“What hath Athens to do with Jerusalem?” That was a question asked by Tertullian, an early Church father. In his time, Athens and Jerusalem were symbols of philosophy vs. religion, reason vs. faith. Tertullian wanted nothing to do with Athens. But the legacy of ancient Greece—especially the works of Plato, Aristotle, and others—have always played an important role in Western civilization. Reason and religion have had changing roles and degrees of impact throughout the history of the West. Today, Athens is represented by the Enlightenment culture of reason and science; its impact is exclusive in some areas. But Jerusalem—the Judeo-Christian outlook—is still part of Western culture.
The table below is my assessment of the respective roles of religion and other cultural influences in serving human needs. If we draw a broad distinction between material, spiritual, and social needs, then we can say, equally broadly, that the economic dimension of society serves man’s material needs, whereas culture serves his spiritual needs. Culture also serves social needs, but these are also strongly shaped by the economic division of labor (as well as the political structure).
Throughout most of the history of civilizations, religion has provided the core of culture, but it has been losing many cultural as well as social functions over the centuries. The table is a list of various needs and of religion’s role as a provider—the main, significant, or minimal one—and the other forms and institutions that also serve these needs.

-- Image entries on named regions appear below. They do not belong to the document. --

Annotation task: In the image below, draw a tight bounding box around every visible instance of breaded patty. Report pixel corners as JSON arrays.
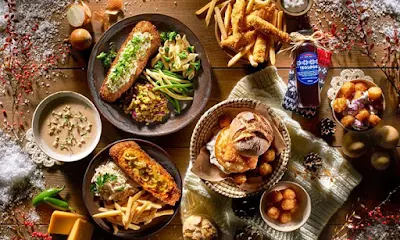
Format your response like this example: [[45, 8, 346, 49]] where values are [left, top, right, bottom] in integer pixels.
[[100, 21, 161, 102], [215, 127, 258, 173], [110, 141, 181, 206]]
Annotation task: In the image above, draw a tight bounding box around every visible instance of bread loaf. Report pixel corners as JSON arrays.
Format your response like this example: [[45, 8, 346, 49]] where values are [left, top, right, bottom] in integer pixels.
[[230, 112, 274, 157]]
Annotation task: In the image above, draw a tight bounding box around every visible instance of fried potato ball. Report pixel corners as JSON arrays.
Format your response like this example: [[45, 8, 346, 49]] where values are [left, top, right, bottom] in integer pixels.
[[258, 163, 273, 177], [267, 207, 281, 220], [281, 199, 297, 211], [356, 109, 369, 122], [279, 212, 292, 224], [368, 87, 382, 101], [218, 115, 232, 128], [289, 203, 299, 213], [368, 114, 382, 126], [354, 83, 368, 92], [333, 97, 347, 113], [268, 191, 283, 203], [353, 91, 363, 99], [340, 115, 355, 127], [261, 148, 276, 162], [282, 188, 296, 199], [340, 82, 355, 98], [233, 174, 247, 185]]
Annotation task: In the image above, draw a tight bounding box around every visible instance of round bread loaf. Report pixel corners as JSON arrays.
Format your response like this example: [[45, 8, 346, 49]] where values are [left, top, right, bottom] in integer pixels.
[[230, 112, 274, 157], [214, 127, 258, 174]]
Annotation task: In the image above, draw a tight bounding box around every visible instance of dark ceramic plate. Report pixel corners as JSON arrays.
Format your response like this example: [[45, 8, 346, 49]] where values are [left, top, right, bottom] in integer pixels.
[[87, 14, 211, 136], [82, 138, 182, 239]]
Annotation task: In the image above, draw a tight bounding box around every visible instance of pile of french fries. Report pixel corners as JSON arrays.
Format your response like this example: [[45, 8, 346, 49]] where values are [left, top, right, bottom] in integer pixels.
[[92, 190, 174, 234], [196, 0, 290, 67]]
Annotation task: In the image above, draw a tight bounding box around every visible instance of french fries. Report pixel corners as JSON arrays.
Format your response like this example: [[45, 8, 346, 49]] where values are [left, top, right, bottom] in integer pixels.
[[92, 190, 174, 234], [196, 0, 290, 67]]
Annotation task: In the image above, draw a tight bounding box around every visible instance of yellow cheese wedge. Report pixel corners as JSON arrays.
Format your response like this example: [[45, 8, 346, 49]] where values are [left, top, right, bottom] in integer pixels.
[[67, 218, 94, 240], [47, 211, 87, 235]]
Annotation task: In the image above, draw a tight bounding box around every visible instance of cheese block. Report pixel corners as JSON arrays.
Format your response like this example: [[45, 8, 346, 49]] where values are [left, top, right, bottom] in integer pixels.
[[47, 211, 87, 235], [67, 218, 94, 240]]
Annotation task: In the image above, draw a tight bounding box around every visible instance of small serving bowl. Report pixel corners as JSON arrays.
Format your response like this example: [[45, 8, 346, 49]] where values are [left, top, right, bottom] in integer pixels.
[[32, 91, 102, 162], [260, 181, 311, 232], [330, 79, 386, 132]]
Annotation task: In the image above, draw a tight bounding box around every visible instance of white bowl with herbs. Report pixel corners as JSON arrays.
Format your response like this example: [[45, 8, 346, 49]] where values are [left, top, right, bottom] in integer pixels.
[[32, 91, 102, 162]]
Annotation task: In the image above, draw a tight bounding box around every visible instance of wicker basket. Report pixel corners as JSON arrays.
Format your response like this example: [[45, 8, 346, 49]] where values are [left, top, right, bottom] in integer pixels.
[[190, 98, 291, 198]]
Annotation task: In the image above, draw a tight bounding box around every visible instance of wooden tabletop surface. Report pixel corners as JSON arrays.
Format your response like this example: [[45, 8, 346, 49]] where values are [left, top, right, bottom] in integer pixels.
[[0, 0, 400, 240]]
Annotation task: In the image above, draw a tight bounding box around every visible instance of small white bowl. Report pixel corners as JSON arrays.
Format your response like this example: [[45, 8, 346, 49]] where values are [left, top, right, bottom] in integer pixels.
[[260, 181, 311, 232], [32, 91, 102, 162]]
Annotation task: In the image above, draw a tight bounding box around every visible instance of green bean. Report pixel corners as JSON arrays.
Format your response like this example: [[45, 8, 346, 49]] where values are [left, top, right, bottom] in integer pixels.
[[32, 185, 65, 206], [44, 197, 73, 211], [153, 83, 192, 91], [162, 70, 183, 79]]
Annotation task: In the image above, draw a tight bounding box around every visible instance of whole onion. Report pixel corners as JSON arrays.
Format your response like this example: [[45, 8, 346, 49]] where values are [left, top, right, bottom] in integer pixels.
[[69, 28, 92, 50]]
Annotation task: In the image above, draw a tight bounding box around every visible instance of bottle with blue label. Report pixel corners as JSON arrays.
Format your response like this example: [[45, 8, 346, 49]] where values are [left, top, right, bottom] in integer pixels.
[[294, 33, 320, 107]]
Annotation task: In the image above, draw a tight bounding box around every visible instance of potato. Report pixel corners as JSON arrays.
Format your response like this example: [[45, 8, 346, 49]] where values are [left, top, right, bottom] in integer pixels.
[[368, 87, 382, 101], [267, 207, 281, 220], [354, 82, 368, 92], [233, 174, 247, 185], [340, 115, 355, 127], [282, 188, 296, 199], [258, 163, 274, 177], [281, 199, 297, 211], [218, 115, 232, 128], [261, 148, 276, 162], [356, 109, 369, 122], [279, 212, 292, 224], [268, 191, 283, 203], [333, 97, 347, 113], [340, 82, 355, 98], [368, 114, 382, 126]]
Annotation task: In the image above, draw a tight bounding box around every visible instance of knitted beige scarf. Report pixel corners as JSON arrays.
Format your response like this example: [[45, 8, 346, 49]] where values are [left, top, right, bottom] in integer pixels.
[[181, 67, 361, 240]]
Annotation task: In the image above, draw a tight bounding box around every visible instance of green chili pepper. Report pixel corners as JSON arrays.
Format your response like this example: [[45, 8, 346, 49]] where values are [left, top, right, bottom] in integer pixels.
[[43, 197, 73, 211], [32, 185, 65, 207]]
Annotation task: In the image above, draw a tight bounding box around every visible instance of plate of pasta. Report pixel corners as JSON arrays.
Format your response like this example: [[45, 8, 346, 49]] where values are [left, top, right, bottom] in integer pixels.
[[88, 14, 211, 136]]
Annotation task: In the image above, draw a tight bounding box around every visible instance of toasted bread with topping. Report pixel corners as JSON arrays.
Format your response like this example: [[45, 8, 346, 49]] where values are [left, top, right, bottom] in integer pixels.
[[110, 141, 181, 206]]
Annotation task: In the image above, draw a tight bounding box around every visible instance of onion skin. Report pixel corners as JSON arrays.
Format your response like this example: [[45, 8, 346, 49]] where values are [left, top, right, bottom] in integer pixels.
[[105, 0, 123, 15], [69, 28, 93, 50], [67, 2, 92, 27]]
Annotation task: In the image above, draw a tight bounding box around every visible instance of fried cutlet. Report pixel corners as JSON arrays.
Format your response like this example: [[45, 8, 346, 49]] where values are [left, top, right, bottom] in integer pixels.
[[110, 141, 181, 206], [100, 21, 161, 102]]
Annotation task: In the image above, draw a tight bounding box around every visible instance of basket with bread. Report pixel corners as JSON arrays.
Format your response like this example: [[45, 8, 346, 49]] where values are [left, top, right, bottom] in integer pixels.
[[196, 0, 290, 67], [190, 99, 291, 198]]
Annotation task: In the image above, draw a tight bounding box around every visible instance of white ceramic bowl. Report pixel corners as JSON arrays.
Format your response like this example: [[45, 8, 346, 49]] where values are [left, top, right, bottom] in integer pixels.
[[260, 181, 311, 232], [32, 91, 102, 162]]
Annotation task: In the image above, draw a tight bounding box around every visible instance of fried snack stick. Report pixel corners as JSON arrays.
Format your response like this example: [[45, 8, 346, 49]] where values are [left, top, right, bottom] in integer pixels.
[[246, 15, 290, 43], [221, 30, 257, 52], [228, 42, 254, 67], [253, 34, 267, 63], [231, 0, 247, 34]]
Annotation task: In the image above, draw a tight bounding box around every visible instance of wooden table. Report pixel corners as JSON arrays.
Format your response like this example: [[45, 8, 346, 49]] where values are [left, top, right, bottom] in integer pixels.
[[0, 0, 400, 240]]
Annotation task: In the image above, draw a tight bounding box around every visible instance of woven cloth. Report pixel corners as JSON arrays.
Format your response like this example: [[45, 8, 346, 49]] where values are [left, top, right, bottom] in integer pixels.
[[181, 67, 361, 240]]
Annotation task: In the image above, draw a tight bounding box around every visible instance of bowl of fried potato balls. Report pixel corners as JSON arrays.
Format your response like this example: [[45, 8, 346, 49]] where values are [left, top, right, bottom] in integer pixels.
[[260, 181, 311, 232], [331, 79, 385, 132]]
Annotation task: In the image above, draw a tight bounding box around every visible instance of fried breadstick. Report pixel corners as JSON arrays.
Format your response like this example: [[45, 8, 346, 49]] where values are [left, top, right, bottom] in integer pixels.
[[221, 30, 257, 51], [253, 34, 267, 63], [246, 15, 290, 43], [231, 0, 247, 34]]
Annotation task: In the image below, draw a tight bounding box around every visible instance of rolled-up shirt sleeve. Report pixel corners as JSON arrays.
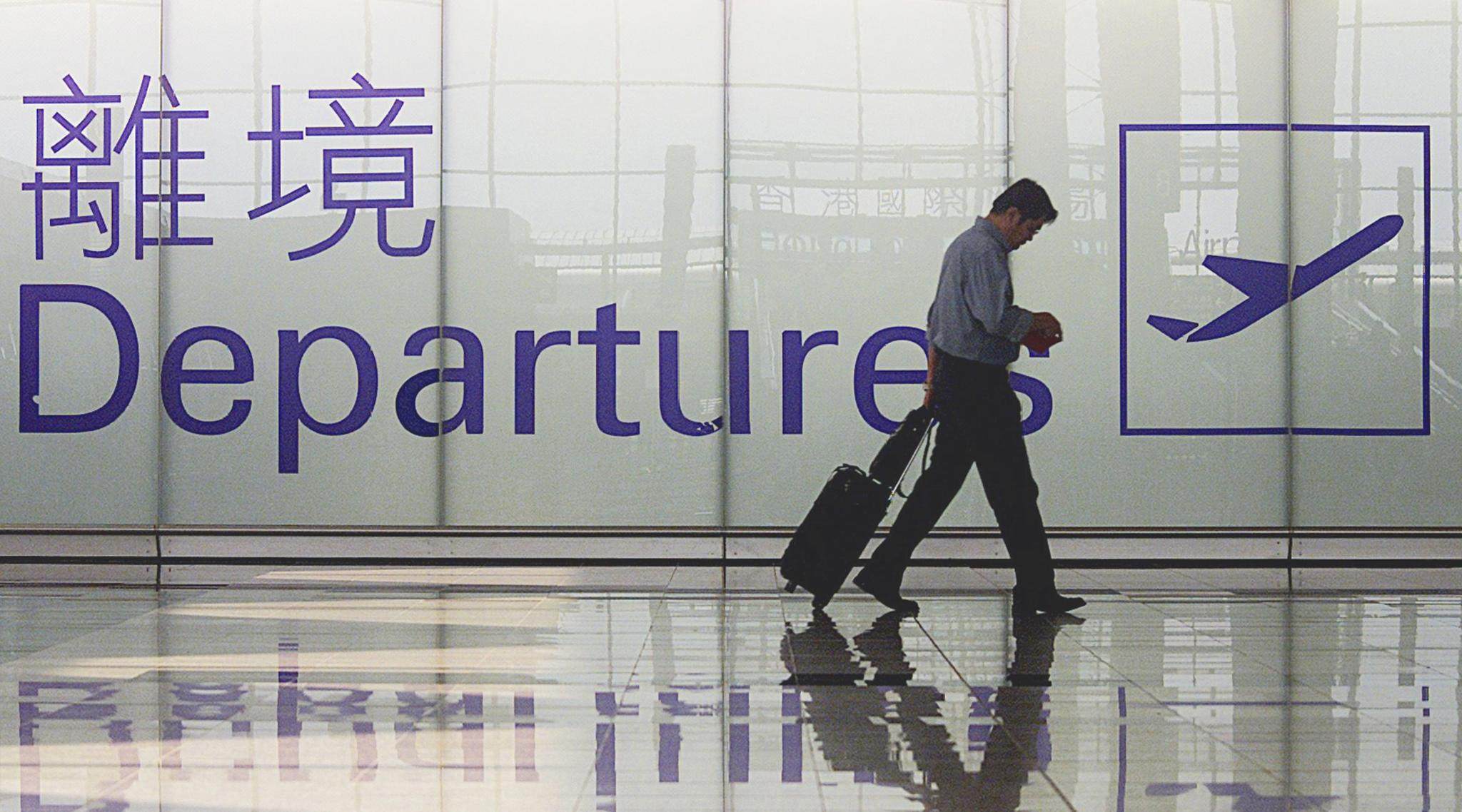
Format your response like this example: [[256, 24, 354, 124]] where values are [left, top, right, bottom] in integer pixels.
[[961, 242, 1035, 342]]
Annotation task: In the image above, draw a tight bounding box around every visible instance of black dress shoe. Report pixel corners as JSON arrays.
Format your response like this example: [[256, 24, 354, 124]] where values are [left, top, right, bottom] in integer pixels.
[[852, 569, 918, 615], [1010, 587, 1087, 618]]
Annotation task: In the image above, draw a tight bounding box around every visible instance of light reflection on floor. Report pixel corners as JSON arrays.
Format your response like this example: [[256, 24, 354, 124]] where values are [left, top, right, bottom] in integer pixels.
[[0, 568, 1462, 812]]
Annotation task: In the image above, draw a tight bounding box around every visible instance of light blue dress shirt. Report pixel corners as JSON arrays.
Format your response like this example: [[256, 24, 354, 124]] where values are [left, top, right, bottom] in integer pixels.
[[928, 218, 1034, 367]]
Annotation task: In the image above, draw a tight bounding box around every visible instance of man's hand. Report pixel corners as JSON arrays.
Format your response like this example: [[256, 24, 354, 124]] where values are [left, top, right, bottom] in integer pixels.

My assessments in each row are based on decades of observing and analyzing our culture, but they are only my intuitive assessments. There is abundant data, from Pew Research and other sources, and I have reviewed a lot of that data over the years. But the table is not based on the systematic evidence currently available. Please do not take my assessments as anything more than the judgments of an intelligent observer.
Religion remains a powerful cultural player a) because it is still the main provider of certain important needs; and b) because no other institution or cultural form has taken its place in any unified way. Indeed, one aspect of modernist civilization has been precisely this fragmentation of culture, a greater degree of division of labor in the cultural “industry.”
In principle, Objectivism is capable of providing for all of these needs, either directly (e.g., morality, understanding man’s place in the universe) or indirectly (setting basic standards in education, art, logic of science, etc.) My table may be a guide to the level of difficulty Objectivism faces in becoming a major provider for our various needs.